Safety in the workplace
Industrial Safety frames
We offer a wide range of safety eyewear for use in nearly every industrial application. All of our safety eyewear can be designed with your lens prescription in single vision, bifocal, trifocal or progressive lens styles in the appropriate materials based on your requirements.
Industrial Safety Eyewear Standards
All protective eyewear provided by our company meets or exceeds current ANZI Z87.1 standards, and are manufactured in the U.S.A. by America's leading manufacturers of industrial safety frames. All lenses meet or exceed the American National Standards Z87.1 and the requirements of the Occupational Safety & Health Administration for impact resistance
Industrial Safety Eyewear Lens Materials
Industrial safety lenses are available in polycarbonate, plastic or glass lens materials.

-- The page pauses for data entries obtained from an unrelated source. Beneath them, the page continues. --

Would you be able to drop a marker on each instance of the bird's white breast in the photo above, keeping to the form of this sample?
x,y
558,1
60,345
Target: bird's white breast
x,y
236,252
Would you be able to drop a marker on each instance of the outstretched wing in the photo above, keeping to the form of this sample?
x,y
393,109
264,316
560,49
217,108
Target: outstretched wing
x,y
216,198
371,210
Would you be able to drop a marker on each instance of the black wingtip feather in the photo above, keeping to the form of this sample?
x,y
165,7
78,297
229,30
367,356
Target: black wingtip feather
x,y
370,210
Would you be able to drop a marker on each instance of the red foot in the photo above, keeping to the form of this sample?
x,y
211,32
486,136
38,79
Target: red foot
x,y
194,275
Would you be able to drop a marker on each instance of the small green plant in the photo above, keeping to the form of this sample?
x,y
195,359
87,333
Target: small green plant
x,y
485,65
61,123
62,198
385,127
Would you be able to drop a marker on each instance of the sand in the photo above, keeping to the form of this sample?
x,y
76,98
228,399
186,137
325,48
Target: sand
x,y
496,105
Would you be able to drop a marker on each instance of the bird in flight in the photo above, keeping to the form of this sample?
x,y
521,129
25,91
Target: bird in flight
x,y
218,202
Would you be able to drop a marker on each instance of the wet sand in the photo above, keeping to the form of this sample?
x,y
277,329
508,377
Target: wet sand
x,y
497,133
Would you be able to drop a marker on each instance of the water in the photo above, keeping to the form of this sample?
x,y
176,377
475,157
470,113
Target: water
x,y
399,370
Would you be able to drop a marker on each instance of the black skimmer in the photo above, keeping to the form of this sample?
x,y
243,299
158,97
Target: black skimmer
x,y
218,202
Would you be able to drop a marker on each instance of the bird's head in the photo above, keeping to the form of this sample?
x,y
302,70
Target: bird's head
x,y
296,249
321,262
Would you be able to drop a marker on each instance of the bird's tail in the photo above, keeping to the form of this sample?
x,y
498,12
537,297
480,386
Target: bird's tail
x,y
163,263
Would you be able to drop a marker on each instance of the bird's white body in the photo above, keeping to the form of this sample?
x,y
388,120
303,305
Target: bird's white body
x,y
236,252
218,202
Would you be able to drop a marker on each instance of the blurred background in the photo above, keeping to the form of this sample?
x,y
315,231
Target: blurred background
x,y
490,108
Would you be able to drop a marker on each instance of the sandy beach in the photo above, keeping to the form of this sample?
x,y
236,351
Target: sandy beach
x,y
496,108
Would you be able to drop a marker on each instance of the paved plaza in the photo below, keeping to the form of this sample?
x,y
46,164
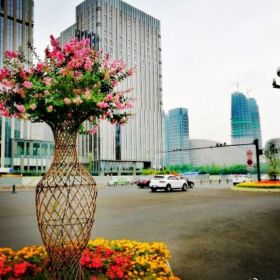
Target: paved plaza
x,y
211,231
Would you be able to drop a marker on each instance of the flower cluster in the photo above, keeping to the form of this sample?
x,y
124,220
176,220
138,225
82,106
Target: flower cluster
x,y
148,260
30,262
266,184
73,83
103,259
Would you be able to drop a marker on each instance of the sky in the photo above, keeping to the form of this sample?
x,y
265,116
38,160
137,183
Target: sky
x,y
208,47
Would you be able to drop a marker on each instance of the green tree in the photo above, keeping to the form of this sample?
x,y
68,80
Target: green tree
x,y
272,153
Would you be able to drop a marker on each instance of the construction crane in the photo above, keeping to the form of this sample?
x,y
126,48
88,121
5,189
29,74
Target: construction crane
x,y
274,84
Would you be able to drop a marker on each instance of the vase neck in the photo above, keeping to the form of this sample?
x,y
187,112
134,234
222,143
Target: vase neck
x,y
65,146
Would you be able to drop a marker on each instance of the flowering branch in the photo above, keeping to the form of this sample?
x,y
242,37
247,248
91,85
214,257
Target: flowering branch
x,y
74,83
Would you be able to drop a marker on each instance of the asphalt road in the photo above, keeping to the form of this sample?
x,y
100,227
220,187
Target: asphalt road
x,y
211,231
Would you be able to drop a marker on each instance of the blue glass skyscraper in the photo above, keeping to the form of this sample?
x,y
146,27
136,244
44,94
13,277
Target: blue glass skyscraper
x,y
177,136
245,121
255,117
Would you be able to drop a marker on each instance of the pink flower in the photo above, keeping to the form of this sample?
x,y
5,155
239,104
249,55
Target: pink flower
x,y
88,64
67,101
50,108
4,73
40,67
87,94
109,97
120,105
22,74
129,105
54,42
102,105
77,100
11,54
114,83
91,118
92,131
33,106
130,72
47,81
20,108
27,84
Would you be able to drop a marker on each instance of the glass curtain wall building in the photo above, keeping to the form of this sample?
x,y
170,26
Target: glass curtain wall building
x,y
131,35
177,136
24,146
255,117
245,120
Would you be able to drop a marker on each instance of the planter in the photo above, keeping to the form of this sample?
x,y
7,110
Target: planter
x,y
65,206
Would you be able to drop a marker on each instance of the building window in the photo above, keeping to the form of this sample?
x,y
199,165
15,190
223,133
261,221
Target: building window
x,y
44,149
19,9
10,35
36,149
19,35
26,10
20,148
1,40
10,8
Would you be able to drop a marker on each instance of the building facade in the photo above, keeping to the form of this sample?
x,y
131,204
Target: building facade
x,y
177,136
255,117
131,35
25,147
245,120
220,156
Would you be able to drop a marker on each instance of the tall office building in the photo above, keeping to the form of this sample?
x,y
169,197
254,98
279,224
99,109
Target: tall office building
x,y
131,35
255,117
245,120
24,146
177,136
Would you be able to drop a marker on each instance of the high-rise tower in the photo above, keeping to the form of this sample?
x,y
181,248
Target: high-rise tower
x,y
131,35
177,136
23,145
245,120
255,117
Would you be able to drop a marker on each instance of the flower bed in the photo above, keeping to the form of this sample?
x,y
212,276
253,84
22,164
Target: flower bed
x,y
102,259
260,185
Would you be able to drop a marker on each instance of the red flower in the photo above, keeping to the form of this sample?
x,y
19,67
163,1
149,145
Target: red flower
x,y
20,268
115,272
4,270
96,262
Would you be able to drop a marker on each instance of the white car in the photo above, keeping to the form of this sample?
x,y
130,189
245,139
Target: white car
x,y
236,179
167,183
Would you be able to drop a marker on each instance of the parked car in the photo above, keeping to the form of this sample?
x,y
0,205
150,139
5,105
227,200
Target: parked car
x,y
118,181
236,179
189,182
167,183
144,182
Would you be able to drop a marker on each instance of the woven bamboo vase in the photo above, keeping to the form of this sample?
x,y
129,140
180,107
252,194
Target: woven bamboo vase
x,y
65,206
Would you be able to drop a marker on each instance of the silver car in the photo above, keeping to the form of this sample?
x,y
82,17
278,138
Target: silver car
x,y
167,183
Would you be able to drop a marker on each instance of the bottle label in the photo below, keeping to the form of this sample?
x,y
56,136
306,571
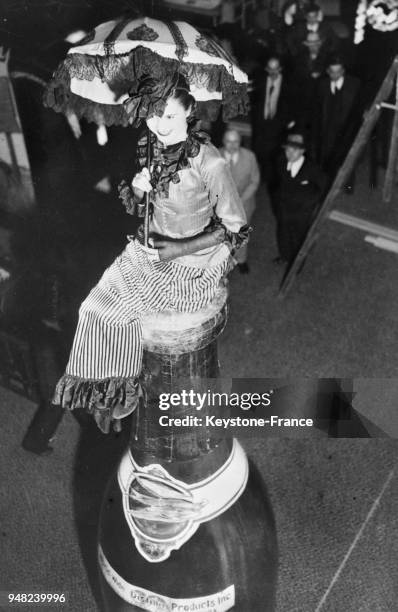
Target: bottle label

Although no lens material is unbreakable or shatterproof, polycarbonate is the most impact-resistant material on the market today and is highly recommended for industrial eyewear safety. Polycarbonate is lighter than plastic and glass lens materials and has inherent UV absorption characteristics.
Plastic lenses are light in weight and impact-resistant.

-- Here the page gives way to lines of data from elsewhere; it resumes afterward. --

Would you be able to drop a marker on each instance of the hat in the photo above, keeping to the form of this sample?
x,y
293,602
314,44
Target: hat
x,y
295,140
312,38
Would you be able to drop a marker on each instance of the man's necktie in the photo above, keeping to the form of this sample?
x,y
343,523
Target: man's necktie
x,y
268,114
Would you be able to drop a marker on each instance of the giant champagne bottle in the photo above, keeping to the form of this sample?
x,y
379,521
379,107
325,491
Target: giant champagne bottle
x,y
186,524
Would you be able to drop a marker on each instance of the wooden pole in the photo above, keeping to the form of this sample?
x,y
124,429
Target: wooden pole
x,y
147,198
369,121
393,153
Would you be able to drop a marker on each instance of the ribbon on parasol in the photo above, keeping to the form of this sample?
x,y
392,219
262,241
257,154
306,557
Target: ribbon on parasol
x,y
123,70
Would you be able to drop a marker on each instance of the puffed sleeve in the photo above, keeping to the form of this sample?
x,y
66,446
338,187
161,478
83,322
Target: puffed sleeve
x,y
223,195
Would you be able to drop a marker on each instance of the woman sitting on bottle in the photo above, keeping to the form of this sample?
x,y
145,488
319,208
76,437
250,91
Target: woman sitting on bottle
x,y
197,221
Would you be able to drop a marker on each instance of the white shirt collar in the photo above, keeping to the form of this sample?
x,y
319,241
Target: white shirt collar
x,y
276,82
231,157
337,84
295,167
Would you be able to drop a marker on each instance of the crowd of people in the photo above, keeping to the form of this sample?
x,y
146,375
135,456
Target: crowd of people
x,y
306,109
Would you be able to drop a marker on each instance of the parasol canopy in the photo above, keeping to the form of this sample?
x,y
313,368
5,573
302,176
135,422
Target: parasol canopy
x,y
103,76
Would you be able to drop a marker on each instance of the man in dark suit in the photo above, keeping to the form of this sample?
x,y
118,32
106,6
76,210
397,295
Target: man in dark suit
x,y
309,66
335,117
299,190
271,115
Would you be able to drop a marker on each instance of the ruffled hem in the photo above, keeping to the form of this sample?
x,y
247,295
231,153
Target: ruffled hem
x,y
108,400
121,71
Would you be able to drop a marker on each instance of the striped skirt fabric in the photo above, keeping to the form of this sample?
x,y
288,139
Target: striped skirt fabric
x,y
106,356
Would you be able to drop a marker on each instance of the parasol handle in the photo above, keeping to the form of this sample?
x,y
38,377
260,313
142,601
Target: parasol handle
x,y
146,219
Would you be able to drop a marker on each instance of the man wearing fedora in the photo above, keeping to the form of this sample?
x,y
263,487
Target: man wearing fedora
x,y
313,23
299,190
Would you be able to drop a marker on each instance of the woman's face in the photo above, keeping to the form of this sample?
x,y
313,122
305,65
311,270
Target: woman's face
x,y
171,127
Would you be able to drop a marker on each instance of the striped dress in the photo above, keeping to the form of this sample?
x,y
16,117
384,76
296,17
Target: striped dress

Glass lenses have stable and precise optics, but are not as impact-resistant as other lens material today.
Industrial Safety Eyewear Frame Materials
The safety assortment includes; titanium, stainless steel, regular metal and plastic frames that meet Occupational and Educational Personal Eye and Face Protection Device Standards (ANSI Z87.1-2003) for impact protection.
Safety at home
If you use lathes, saws, sanders and other power tools at home, you need protective eyewear. It should cover not only the front of your eyes, but also the sides and top, so small airborne particles can't get in. We sell shields that will usually fit over your eyeglasses. But if you work with tools a lot, you'll be safer and more comfortable, plus avoid fogging problems, if you buy a specially fitted pair of safety glasses with polycarbonate lenses. To be rated as safety glasses, both frame and lenses must adhere to particular ANSI standards. The frames are sturdier than "dress frames," and the lenses must be able to pass a "drop ball" test. Just as the name implies, the test involves dropping a hard ball onto the lens from a certain height. If the lens cracks or shatters, it fails the test, possibly because it's too thin or the material is defective.